To me it seems that even having the IBGP session won't help the OP's
particular issue (though he should have it anyway for other reasons)...
as the peer session goes down, the routes from it go down with it, and
IBGP withdraws those announcements. Nothing gets held over. Maybe
establishing a second peering session with each provider will help in
your redundancy- that's what I currently do, and yes, it has come in
handy.

I'm one week away from implementing OpenBGPD as route servers for
maximum BGP redundancy. Here's my plan, maybe you can take something
away from it for your own solution for redundancy-

I have multiple egress points in my network (separate physical
datacenters (DC's) with their own carriers, with the DC's linked
together via Layer2 fiber access.) I use OpenBGPD as a route server (RS)
at each DC to feed my edge routers a custom single table via IBGP
(meaning the RS's are making the real EBGP multihop peerings with my
carriers), making the edge routers essentially just packet forwarders. 
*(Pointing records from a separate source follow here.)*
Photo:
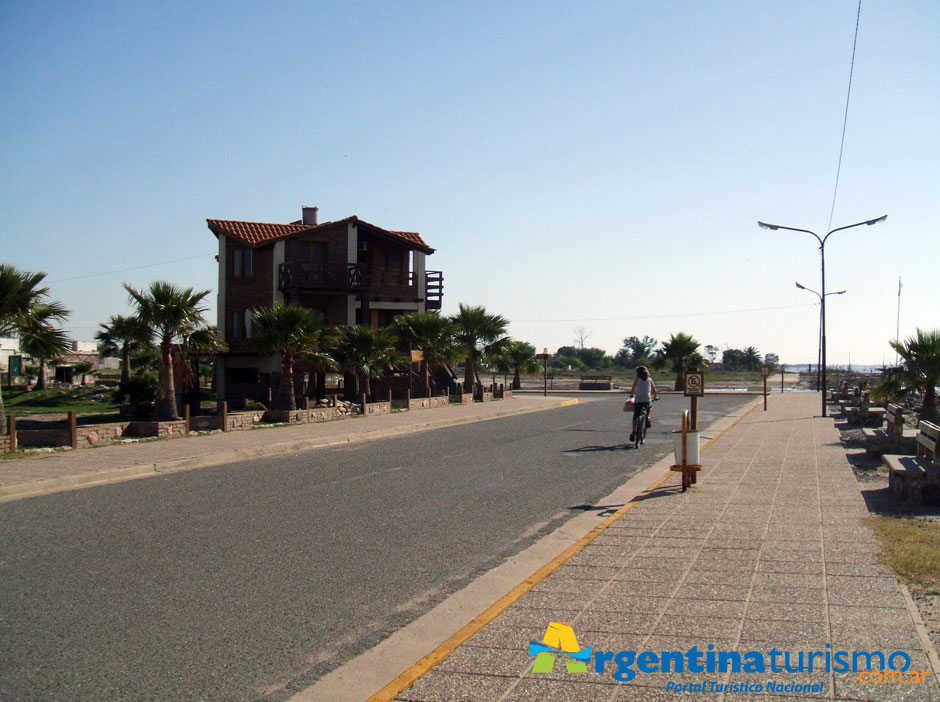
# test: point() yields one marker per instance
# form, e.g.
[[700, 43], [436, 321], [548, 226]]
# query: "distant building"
[[351, 271]]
The DC's have layer2 access to each other, so I will populate each DC
with an RS with CARP (in a VLAN) so the edge routers (and the carriers)
only see one RS at a time, but multiple RS's are on standby. If a DC,
edge router, RS, carrier, or Layer2 connections between the DC's fail,
the RS's will be able to recover and continue to peer- either with
everyone, or just their closest edge router and carriers (each DC has
its own separate address blocks, so a split situation won't be a
conflict.) 

As an extra step of redundancy against the RS's, I can have those edge
routers form EBGP sessions with their directly connected peers, but only
announcing a basic set of our prefixes (not individual /24's like the
OpenBGPD RS's do for better traffic engineering, and only accepting a
default route.) That way, if the entire redundant OpenBGPD router server
model fails (which I doubt will happen), I still have basic routing with
my carriers. 


Dan Farrell


> -----Original Message-----
> From: [EMAIL PROTECTED] [mailto:[EMAIL PROTECTED] On Behalf
Of
> Stuart Henderson
> Sent: Friday, October 13, 2006 6:45 AM
> To: misc@openbsd.org
> Subject: Re: Failover routers with OpenBGPD and independent BGP
sessions
> 
> On 2006/10/13 11:24, Ronnie Garcia wrote:
> > >I have been recommended by our ISPs that I should also advertise
> > >routes between the routers, so that if one's BGP session fails, it
can
> > >route packets to the other for a cleaner failover. I have not
managed
> > >to get this configuration working.
> >
> > Yes you should, this is called iBGP. All of your BGP routers should
have
> > a iBGP session with all of the others, in a full mesh (unless you
are
> > using a route reflector).
> 
> OP has already done that in the config file, the problem is how to
> add a route so the other provider's router can be reached. Normally
the
> provider's router is listed in the IBGP announcement so unless this is
> overwritten in the IBGP announcements (by 'set nexthop) you need to
have
> a route to the provider's router (static or OSPF).
> 
> From the sample config I guess OP may not realise that 'set nexthop'
is
> on announcements, it doesn't overwrite the nexthop on incoming routes.
> Any confusion with the action of 'set' attributes, use bgpd -nv which
> demonstrates clearly how they apply.
> 
> On 2006/10/12 14:05, X Y wrote:
> >              I use depend on carp0 ... carp3 on the master router
> > (chosen via advskew) to drop that session if it fails,
> 
> 'depend on carp' is mostly for where you have a peer session running
> from a carp address (e.g. if you're at an IXP where you are only
> allowed one IP address and want to connect two routers). It is used
> to hold the backup router in IDLE in normal conditions, and
> immediately connect when it becomes master. I'm not sure this is
> what you are intending to do?
> 
> It might help to see some 'sh ip bgp d <some.prefix>'.